Q&A with Francisco echo Eraso, arts and access consultant.

How did you get involved in accessibility work?
I’m a disabled, trans, Colombian American artist, curator, arts administrator, and access consultant. I started my organizing work at the now disbanded Third Root Community Health Center in Brooklyn, where I learned how to approach accessibility in a grassroots context. I moved on to larger institutions such as the Ford Foundation, where I worked on a Disability Futures Fellowship. That experience, developing programs with 20 leaders of various disability arts and justice movements, is central to how I now understand contemporary access in the arts.

What are access services?
Institutions often approach access issues through the framework of the Americans with Disabilities Act (ADA). Many art spaces are working to meet a checklist of services now required by law, whether affecting exhibition design or programs for disabled workers. Recently, there has also been a lot of recommitment to diversity, equity, access, and inclusion (DEAI), but all these efforts can still leave out many types of access that disability justice organizers foreground.

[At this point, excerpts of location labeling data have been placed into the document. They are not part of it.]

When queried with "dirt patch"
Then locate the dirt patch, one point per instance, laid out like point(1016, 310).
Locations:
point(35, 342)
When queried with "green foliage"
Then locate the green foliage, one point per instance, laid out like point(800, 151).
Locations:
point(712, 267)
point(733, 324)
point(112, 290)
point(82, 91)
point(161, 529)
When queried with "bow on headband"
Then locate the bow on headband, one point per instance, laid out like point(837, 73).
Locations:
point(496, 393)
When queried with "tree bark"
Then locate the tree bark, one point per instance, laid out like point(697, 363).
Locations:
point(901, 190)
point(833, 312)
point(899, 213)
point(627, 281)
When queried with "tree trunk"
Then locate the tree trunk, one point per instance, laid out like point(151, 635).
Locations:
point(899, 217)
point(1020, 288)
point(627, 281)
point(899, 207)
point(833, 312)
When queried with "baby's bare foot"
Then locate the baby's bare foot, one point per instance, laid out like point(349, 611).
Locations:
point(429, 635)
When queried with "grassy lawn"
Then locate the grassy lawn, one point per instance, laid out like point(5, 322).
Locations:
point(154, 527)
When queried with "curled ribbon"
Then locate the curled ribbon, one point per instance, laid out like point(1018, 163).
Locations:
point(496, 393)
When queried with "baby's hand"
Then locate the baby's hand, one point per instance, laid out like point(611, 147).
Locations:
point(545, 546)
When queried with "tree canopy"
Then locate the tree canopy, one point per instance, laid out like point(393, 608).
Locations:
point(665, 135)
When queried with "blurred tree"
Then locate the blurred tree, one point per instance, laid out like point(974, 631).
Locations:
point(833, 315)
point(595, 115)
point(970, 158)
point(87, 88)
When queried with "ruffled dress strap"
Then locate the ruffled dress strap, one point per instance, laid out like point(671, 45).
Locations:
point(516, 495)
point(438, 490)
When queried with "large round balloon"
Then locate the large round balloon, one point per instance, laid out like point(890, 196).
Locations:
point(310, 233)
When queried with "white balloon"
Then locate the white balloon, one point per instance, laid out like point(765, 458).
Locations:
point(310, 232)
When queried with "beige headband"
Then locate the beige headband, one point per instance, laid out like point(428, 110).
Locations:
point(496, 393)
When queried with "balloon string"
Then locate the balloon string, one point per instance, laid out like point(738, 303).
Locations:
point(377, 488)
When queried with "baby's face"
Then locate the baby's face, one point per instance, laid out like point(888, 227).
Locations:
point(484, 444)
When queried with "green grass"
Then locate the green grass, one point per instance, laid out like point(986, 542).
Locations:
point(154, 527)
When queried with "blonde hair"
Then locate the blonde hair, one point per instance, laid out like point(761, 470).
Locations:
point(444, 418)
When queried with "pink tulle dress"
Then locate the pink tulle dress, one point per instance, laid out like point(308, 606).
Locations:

My own communities of disabled people concentrate on making space for being together. That includes access services like tours designed to meet specific disability needs, access work, care work, event coordinating, public programs, and virtual spaces. Access work should be locally centered, but also very expansive, community engaged, and led by disabled people.

What does your role entail?
Access work in the arts incorporates services such as consulting with installation teams and graphic designers to develop a universal exhibition design, which often includes tours in ASL for those who are Deaf and hard of hearing, and visual descriptions for those who are blind or have low vision.